Well, if the Americans started it, us tight-lipped, modest Brits are quick to follow. My recent favourites include the thriller writer who takes three pages to explain that the various professionals who helped her with research are nothing like their murderous, paranoid counterparts in the book (you know what? We get it. It's fiction), and who ends with "Bless you Mum, you always believed I could do it." Well, that's mums for you, isn't it? My mum would be only mildly surprised if I climbed Everest or became a chess grandmaster.

And just in case you think I'm only talking about fiction, I recently read a scholarly book by a young academic whose acknowledgements included the usual suspects – the Bodleian, the British Library, the Record Office – but who ended by thanking her mother for "taking great care of Maud 'while Mummy was doing her working'". Bleaugh!

It's not just the chicks, either. A publisher friend cites the thriller writer who thanked his wife "for pleasuring me greatly". Another wants honourable mention to go to Edward Docx: two and a half pages in which Bob Dylan gets a longer entry than Docx's partner.

One novelist acquaintance points out that some thanks may be as fictional as anything that preceded them: "So your editor tried to ruin your novel? OK, but you want them to buy the next one, so they become 'helpful'; your parents tried to ruin your childhood, but approve of you now you're a published author, so they have been 'supportive'; your partner is trying to ruin your life and will find new ways of doing so if you don't thank him properly, so he has been 'wonderful' and so on." She insists: "Mine are all heartfelt and genuine!
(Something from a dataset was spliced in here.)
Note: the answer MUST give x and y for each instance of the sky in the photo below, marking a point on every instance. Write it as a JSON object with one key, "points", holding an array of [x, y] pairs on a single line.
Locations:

Almost."

A top literary agent told me: "Most agents would never admit it, but there's always a little thrill when your client mentions you in their acknowledgements and an undeniable slump if you're not. Closely followed by paranoia about why you aren't mentioned. Of course, the ultimate is having an entire book dedicated to you as the agent... and, no I'm not hinting."

A successful novelist, as yet unladen with prizes, once told me: "We all practise our Booker acceptance speech in our imagination... any author who denies it is lying." Here, surely, is the answer. The Man Booker Prize is a distant dream for the vast majority of novelists, but this at least is their chance to do a Gwynnie or a Halle Berry: to sob, emote and gush, hand out bouquets and compensate for the chip of ice in the heart that made them lock themselves up in the study ignoring their loved ones in the first place.

Oh, and I'd just like to thank the brilliant editor who commissioned this piece, the amazing subs, the illustrator, the photographer, and my mum. I LOVE you guys!